A confidence interval is a good way to express the uncertainty in an estimate. This post is about how to calculate approximate confidence intervals in portable (mostly) standard SQL using bootstrapping. We’ll also see that BigQuery is surprisingly fast at running the required bootstrap calculations, which makes it easy to add a confidence interval to nearly any point estimate you calculate in BigQuery.

### Background: Confidence Intervals and the Bootstrap

Suppose we want to find the average mass of an (adult, domestic) cat 1, and we’ve started by selecting 10 cats at random and measuring their masses in kilograms:

Name Mass (kg)
Apollo 3.2
Bean 2.4
Casper 6.9
Daisy 3.2
Ella 5.1
Finn 3.5
Ginger 5.9
Harley 3.3
Iago 5.5
Jasper 5.4
Mean 4.4
Std Dev 1.5

The sample mean for these ten cats is 4.4kg, with a standard deviation of 1.5kg. What can we now say about the population mean for all cats? The sample mean is our best estimate for the population mean, but it may be inaccurate, because it is based on a (very) small subset of the population; this inaccuracy is called sampling error. A confidence interval quantifies sampling error by calculating an interval that we can be confident, up to a defined confidence level, contains the population mean. For example, one of the methods we’ll use below calculates a confidence interval at the 95% level for the average mass of a cat as [3.4kg, 5.5kg] based on these 10 measurements.

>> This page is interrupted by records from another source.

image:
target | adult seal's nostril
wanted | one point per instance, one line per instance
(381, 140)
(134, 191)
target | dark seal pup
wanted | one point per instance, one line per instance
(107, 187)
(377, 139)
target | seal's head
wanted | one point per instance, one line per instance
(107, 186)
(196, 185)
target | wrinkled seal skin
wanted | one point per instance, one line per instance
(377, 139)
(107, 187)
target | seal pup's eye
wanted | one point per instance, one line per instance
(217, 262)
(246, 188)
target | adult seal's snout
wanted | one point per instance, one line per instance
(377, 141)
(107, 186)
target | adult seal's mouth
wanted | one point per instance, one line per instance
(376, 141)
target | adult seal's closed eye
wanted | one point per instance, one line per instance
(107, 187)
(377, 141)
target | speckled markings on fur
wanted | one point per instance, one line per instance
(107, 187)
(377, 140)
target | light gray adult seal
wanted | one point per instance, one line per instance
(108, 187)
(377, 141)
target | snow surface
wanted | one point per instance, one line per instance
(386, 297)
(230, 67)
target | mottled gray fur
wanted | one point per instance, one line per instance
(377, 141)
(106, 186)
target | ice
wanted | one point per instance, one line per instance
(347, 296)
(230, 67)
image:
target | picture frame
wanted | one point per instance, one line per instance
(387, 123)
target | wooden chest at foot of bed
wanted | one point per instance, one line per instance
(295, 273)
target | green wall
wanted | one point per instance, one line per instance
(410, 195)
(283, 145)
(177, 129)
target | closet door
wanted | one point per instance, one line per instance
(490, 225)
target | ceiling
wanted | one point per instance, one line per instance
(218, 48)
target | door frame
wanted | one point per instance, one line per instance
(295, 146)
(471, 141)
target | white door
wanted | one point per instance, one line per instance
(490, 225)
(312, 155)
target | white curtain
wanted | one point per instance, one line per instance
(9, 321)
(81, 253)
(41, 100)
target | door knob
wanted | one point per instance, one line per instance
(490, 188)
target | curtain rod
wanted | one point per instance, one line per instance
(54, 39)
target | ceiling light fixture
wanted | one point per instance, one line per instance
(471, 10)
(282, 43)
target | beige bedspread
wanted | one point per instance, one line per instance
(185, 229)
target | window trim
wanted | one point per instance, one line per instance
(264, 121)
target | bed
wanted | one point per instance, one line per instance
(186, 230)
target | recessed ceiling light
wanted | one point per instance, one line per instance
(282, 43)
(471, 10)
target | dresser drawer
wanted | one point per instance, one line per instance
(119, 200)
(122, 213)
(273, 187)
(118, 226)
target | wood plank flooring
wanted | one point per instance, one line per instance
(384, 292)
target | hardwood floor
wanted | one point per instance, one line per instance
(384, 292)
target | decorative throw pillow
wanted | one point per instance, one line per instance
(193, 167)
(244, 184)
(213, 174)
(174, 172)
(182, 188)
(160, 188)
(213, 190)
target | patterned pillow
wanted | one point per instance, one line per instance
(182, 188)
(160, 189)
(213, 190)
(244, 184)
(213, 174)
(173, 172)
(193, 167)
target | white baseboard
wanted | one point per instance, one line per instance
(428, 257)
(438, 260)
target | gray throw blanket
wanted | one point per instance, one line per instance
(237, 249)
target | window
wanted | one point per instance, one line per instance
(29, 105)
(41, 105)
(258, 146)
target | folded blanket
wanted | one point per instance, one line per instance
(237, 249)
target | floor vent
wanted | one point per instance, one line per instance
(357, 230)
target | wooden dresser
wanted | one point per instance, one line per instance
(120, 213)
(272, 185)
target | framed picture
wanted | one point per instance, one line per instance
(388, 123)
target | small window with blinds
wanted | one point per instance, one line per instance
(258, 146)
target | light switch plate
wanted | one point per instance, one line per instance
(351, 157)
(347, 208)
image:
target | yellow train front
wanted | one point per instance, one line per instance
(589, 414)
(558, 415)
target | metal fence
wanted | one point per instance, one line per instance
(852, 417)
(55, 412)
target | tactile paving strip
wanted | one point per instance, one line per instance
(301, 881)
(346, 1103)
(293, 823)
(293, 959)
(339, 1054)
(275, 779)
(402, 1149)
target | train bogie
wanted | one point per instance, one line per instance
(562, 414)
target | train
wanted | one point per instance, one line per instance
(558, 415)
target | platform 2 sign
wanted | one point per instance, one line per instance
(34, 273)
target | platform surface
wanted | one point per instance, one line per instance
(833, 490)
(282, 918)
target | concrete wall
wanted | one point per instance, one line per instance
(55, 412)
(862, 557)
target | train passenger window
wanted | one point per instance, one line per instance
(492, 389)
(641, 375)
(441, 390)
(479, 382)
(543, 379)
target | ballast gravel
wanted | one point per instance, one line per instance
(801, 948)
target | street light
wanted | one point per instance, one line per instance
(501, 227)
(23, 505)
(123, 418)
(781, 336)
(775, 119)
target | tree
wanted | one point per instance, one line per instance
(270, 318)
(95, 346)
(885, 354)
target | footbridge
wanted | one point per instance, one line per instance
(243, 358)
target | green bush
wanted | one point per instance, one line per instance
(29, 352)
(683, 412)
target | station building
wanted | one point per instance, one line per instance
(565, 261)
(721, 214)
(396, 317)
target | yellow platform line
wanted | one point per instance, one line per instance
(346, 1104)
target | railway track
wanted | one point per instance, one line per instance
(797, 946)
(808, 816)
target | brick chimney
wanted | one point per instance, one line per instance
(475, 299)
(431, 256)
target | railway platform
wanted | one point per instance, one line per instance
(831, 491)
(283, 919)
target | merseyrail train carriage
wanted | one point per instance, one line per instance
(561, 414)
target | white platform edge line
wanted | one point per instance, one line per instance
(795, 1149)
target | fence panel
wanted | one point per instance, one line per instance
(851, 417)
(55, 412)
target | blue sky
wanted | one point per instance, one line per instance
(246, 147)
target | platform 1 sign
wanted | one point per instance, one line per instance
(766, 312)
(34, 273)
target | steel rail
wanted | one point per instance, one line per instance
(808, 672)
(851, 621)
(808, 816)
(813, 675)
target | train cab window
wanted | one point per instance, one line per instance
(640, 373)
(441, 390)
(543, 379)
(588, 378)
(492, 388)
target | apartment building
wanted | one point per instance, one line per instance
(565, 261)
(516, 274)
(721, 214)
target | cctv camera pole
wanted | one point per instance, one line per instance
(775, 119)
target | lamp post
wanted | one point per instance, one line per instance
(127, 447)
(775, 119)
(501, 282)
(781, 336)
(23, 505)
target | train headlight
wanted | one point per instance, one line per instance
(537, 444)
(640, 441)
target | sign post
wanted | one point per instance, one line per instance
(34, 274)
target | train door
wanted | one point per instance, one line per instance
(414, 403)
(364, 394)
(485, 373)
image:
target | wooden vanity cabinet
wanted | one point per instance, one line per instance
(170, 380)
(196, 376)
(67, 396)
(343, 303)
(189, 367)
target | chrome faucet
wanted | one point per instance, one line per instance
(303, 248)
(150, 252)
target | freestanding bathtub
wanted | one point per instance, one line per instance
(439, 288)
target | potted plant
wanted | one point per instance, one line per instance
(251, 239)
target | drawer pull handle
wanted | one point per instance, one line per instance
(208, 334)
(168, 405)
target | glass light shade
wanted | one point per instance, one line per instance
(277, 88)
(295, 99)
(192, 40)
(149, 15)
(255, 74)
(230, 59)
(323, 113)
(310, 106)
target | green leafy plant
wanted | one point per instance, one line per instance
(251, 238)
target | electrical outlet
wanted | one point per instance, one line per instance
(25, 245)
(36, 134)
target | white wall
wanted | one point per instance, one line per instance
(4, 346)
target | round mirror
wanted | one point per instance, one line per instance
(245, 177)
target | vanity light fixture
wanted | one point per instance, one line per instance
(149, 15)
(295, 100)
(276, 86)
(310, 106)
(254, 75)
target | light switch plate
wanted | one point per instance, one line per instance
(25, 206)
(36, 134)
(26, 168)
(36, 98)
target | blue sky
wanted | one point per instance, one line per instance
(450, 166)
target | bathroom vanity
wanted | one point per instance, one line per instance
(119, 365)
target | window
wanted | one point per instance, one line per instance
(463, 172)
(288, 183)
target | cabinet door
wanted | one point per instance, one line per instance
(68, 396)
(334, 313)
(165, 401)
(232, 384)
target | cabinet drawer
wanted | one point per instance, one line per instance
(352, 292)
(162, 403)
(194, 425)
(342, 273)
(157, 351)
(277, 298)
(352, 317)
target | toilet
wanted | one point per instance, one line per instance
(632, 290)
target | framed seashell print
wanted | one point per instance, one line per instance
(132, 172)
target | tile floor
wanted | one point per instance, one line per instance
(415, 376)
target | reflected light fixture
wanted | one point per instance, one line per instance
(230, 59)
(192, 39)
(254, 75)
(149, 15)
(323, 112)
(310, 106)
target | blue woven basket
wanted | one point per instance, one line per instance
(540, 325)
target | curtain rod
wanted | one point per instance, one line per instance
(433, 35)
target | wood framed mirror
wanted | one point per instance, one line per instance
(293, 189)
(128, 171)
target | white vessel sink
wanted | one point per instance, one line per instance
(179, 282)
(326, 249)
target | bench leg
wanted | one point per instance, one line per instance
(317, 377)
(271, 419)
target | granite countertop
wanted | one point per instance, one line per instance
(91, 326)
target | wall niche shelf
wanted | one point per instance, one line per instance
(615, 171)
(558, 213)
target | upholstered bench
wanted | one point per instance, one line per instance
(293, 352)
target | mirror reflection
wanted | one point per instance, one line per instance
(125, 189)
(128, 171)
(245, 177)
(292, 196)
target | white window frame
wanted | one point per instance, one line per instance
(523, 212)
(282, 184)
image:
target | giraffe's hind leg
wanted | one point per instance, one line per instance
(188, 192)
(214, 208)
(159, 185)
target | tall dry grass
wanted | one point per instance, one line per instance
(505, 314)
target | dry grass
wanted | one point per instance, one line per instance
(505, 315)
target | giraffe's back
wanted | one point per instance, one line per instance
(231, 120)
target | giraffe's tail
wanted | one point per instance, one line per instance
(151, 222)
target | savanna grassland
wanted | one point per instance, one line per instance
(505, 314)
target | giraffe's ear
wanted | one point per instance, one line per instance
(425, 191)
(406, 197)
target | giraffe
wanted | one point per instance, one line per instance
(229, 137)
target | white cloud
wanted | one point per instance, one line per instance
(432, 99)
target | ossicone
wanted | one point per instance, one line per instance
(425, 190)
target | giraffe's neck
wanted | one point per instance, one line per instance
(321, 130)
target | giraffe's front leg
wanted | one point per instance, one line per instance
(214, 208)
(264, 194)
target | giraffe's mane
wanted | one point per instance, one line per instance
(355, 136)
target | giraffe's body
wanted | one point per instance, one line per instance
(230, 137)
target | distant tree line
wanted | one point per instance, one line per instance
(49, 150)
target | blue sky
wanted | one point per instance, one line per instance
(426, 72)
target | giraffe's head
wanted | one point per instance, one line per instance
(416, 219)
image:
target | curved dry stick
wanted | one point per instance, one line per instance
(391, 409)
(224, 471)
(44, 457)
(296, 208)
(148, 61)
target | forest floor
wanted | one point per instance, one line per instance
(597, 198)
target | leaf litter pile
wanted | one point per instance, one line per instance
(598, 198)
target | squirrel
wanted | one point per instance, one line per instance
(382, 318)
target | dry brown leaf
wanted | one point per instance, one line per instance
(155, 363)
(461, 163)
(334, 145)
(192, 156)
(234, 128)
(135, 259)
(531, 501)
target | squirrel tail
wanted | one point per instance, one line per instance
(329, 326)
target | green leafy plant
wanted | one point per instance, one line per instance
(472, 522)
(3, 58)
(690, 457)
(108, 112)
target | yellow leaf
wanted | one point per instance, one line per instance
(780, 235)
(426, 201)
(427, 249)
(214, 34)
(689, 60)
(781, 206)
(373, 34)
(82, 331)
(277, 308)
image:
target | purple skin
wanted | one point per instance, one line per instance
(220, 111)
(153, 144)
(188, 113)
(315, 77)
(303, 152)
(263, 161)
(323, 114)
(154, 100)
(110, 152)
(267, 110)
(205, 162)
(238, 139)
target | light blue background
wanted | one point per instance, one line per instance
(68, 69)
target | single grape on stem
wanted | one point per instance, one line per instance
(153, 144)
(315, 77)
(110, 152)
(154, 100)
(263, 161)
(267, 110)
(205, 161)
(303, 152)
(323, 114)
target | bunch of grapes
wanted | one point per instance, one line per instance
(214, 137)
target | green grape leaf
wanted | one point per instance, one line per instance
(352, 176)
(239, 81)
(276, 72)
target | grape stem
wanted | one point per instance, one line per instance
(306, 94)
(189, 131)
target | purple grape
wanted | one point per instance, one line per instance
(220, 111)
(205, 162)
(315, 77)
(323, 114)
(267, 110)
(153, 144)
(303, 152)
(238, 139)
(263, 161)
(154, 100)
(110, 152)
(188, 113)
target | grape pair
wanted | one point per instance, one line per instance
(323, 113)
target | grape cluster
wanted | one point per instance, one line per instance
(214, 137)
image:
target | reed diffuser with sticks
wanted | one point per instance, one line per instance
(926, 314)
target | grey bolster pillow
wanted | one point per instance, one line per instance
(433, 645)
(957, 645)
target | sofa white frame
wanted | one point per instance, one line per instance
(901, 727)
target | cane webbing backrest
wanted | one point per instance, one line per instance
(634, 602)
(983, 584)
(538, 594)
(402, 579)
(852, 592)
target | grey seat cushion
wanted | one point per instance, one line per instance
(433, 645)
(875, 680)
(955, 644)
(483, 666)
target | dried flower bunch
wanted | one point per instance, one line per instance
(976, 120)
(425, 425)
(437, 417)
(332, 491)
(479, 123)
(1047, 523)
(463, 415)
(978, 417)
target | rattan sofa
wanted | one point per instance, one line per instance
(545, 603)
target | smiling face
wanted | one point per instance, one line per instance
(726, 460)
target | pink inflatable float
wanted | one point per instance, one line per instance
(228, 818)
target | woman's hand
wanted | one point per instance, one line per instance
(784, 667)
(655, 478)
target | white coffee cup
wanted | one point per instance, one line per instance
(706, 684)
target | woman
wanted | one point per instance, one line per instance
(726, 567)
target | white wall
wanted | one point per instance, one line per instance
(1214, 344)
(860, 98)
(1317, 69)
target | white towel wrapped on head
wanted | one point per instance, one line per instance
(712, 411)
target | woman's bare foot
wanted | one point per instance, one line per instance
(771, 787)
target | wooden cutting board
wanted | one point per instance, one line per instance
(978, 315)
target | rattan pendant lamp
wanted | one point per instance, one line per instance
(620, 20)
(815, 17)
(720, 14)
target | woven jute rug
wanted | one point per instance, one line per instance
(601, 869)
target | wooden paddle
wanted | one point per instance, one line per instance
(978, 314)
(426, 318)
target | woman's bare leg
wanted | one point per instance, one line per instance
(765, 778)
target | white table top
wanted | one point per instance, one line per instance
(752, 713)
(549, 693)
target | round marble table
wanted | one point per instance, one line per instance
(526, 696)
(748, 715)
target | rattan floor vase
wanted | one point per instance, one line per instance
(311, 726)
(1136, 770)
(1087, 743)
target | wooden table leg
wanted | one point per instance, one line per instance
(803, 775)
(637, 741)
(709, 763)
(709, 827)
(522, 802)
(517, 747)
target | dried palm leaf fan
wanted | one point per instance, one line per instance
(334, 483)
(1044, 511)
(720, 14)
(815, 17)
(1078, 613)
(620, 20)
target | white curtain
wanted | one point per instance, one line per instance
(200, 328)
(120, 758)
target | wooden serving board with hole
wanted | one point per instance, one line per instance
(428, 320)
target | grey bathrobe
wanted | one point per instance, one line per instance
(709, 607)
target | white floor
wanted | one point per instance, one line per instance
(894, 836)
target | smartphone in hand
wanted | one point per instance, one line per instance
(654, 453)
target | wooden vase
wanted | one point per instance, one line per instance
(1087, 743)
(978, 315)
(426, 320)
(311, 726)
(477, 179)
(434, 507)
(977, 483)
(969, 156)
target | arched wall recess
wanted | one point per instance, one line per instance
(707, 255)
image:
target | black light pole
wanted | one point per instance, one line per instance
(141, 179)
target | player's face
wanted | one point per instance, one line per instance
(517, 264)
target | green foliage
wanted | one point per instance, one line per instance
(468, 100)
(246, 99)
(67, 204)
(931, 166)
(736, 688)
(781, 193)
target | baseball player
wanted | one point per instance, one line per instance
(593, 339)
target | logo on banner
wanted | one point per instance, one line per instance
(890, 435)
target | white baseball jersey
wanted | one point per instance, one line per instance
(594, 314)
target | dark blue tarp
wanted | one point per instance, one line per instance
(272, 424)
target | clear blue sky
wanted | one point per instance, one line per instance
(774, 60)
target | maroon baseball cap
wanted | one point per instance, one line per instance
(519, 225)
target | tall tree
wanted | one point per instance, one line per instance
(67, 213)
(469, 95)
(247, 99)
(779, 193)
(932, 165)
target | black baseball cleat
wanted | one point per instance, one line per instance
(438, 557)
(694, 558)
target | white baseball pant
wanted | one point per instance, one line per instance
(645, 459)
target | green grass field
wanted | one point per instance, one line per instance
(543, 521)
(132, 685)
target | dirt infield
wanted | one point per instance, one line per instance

Before looking at how to calculate that interval, it’s worth spending a few words on what it means. Firstly, it is not a claim that 95% of all cats weigh between 3.4kg and 5.5kg; instead, it is a claim that the mean over all cats is likely in this range. Secondly, it is not strictly speaking a claim that the population mean lies in that range “with probability 0.95” 2. Instead, the preferred interpretation is that, if one were to repeat the whole experiment many times, each time re-running all the data collection and analysis on a new sample to calculate a 95% confidence interval, the (fixed) population mean would lie outside the calculated interval in only 5% of the repeats. This is somewhat sobering, firstly because we have no way of knowing if the one experiment we actually did was one of the unlucky 5%, and secondly because, even if we do everything right, if we do a lot of different experiments we should expect to be wrong in 5% of them. That is still, however, better than one is likely to do with point estimates alone!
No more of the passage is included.